姜维在奔赴潼关前线之前,特地派了亲兵,给他捎来了陆瑁的那句“多用用脑子”。
“陆子璋让你我固守宛城。‘固守’这两个字,你懂吗?”魏延的语气加重了几分,“不是让你去逞匹夫之勇!”
“你看。”魏延用马鞭指了指城外。
“钟会明知道我们兵力远逊于他,却依旧步步为营,稳扎稳打。大营依白河而建,前有鹿角,后有壕沟,营盘环环相扣毫无破绽。”
“你现在冲出去。别说杀他个人仰马翻。你连他中军大帐的影子都摸不到,就会陷入他早已为我们准备好的陷阱里!到时候你和你的一万白虎军,就成了人家用来祭旗的牺牲品!”

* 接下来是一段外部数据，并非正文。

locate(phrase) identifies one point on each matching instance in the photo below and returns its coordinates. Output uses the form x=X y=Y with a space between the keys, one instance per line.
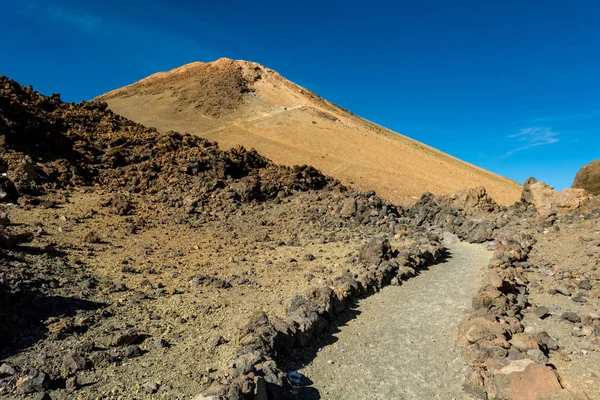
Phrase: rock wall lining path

被魏延这么一说,张苞也冷静了下来。他仔细一看,果然发现魏军的阵势,看似庞大,实则法度森严,毫无破绽可寻。
“那……那我们就这么干等着?”张苞还是有些不甘心。
魏延的嘴角,勾起一抹冷酷的笑容。
“等?我魏文长打仗,从来不会等。”
他的目光转向了城楼下一名传令兵。
“传令下去!所有,床弩,抛石机,对准魏军前锋大营,给老子狠狠地打!”
“咚——咚——咚——!”
战鼓声,轰然响起!
宛城的城头之上,数百架由工部尚书蒲元亲自改良的新式床弩与重型抛石机,发出了令人牙酸的嘎吱声。
“放!”
随着魏延一声令下!
“嗖——嗖——嗖——!”
无数粗如儿臂的巨型弩箭与重达百斤的巨石,呼啸着划破天际,如同一阵黑色的死亡风暴,狠狠地砸向了正在构建前沿工事的魏军阵地!
“轰!轰!轰隆隆!”
大地在颤抖!
惨叫声,哀嚎声,瞬间响彻云霄!
刚刚还有条不紊的魏军前锋营,瞬间乱作一团!无数魏军士兵,在这突如其来的远程打击之下,被砸得血肉模糊,死无全尸!
魏军,中军大帐。
一身银甲的钟会正与一众将领在沙盘前商议攻城策略。